In the heart of Sudan’s war zones, the smell of boiling animal feed now drifts from household fires — not as fodder for livestock, but as the only meal desperate families can find. Children, women, and men in El Fasher are consuming what was never meant for human mouths, a stark symbol of a nation buckling under hunger and violence.
The United Nations says the crisis is now “catastrophic,” with El Fasher suffering the worst of it. Food has become so scarce and unaffordable that the UN Office for the Coordination of Humanitarian Affairs (OCHA) warns that more lives are hanging by a thread.

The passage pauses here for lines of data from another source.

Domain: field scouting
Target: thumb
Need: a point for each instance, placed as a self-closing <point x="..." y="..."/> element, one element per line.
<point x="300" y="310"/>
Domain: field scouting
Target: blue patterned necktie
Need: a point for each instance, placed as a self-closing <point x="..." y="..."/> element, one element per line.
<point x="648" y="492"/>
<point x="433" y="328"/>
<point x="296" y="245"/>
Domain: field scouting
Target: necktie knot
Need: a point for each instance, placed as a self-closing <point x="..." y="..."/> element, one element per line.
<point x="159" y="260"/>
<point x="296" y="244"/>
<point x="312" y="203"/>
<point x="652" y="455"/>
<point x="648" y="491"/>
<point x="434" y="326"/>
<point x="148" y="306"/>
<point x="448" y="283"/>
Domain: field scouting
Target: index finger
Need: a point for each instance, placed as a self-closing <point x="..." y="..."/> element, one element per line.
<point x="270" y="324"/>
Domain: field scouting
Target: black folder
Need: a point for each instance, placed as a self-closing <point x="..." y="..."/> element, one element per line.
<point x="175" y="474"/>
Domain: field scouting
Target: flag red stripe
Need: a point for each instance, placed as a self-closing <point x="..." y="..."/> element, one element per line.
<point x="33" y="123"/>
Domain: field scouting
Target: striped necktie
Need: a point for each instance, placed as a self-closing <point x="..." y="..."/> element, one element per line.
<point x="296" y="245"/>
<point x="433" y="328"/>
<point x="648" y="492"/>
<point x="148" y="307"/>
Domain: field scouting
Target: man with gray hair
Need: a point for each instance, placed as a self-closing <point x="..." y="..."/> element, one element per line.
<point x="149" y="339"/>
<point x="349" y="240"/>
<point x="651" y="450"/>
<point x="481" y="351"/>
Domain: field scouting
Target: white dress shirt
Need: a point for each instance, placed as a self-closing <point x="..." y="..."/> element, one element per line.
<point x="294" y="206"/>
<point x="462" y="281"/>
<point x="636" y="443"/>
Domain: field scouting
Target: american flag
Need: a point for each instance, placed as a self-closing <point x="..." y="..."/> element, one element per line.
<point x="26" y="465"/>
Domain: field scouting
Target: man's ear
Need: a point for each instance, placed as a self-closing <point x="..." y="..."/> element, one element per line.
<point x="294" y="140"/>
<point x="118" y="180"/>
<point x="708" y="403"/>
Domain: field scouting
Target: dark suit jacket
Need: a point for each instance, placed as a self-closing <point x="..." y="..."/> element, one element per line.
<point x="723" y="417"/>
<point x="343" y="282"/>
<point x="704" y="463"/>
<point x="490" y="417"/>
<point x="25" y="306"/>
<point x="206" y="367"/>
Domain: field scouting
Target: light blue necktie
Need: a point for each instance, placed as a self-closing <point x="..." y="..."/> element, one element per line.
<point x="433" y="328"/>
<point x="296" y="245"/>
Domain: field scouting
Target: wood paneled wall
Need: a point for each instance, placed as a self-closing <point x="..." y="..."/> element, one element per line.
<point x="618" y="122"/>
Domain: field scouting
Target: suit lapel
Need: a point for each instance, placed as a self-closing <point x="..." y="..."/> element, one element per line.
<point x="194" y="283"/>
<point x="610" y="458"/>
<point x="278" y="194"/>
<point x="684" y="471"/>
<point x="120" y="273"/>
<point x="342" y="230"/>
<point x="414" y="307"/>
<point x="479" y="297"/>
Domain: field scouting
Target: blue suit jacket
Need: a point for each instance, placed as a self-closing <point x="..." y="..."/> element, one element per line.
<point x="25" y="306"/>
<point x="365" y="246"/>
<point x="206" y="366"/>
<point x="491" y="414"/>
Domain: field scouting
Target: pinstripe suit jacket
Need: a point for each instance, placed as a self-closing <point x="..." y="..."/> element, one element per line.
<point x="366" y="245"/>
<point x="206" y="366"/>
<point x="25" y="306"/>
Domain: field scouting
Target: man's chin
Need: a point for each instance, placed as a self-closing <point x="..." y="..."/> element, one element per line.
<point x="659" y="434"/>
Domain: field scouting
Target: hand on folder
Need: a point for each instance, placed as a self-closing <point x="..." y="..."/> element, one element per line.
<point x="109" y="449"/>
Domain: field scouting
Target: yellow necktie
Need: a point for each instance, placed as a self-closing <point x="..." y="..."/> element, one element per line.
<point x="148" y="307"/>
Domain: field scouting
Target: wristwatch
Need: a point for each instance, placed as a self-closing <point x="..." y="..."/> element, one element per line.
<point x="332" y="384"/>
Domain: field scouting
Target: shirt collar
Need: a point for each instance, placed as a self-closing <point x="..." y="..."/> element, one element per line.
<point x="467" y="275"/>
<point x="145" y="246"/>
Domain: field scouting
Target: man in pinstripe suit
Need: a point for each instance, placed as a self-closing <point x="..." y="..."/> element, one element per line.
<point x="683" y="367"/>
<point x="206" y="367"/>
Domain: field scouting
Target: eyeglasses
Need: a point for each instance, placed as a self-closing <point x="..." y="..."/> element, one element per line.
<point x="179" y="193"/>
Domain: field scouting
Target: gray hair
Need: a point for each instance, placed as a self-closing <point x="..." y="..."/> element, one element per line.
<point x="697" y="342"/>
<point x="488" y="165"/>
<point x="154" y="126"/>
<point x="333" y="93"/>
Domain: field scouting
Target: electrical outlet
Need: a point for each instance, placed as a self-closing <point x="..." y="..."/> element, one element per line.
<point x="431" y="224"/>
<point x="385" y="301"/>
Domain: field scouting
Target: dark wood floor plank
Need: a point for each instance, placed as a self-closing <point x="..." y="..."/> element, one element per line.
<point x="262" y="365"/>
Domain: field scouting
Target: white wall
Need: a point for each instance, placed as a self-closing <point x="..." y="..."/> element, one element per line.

“With increasingly alarming food shortages and spiraling prices, people in El Fasher are reported to be resorting to eating animal feed in what is an increasingly catastrophic situation,” UN Deputy Spokesperson Farhan Haq said Thursday at the UN Headquarters in New York.
The News Chronicle gathered that figures tell the story of desperation: the cost of basic goods in El Fasher has soared to nearly $1,000 per household each month, with food alone accounting for more than $700 — over eight times the price of similar items elsewhere in the country.
“These steep costs, coupled with the siege and lack of aid delivery by road for over a year, have left thousands facing starvation,” Haq added, warning that securing the pause in hostilities, as urged by the UN Secretary-General and the Emergency Relief Coordinator, is “more important than ever.”
On the ground, OCHA’s Director of Operations and Advocacy, Edem Wosornu, described a landscape of despair: people trapped by fighting, displaced by violence, or returning to communities reduced to rubble. She called for immediate, unrestricted humanitarian access and urgent support for those “on the frontlines of hardship.”
The crisis is taking a particularly brutal toll on women and girls.
“This crisis is a gender emergency,” said Salvator Nkurunziza, UN Women’s representative in Sudan. “Displaced women and girls can be subject to the risks of exploitation and abuse, especially during the delivery of aid, where protection mechanisms are weak or absent in some locations.”
With no food trucks arriving for over a year and prices rising beyond imagination, Sudan’s hunger crisis is no longer a warning — it is already here, measured in the empty bowls of families forced to eat what once fed their animals.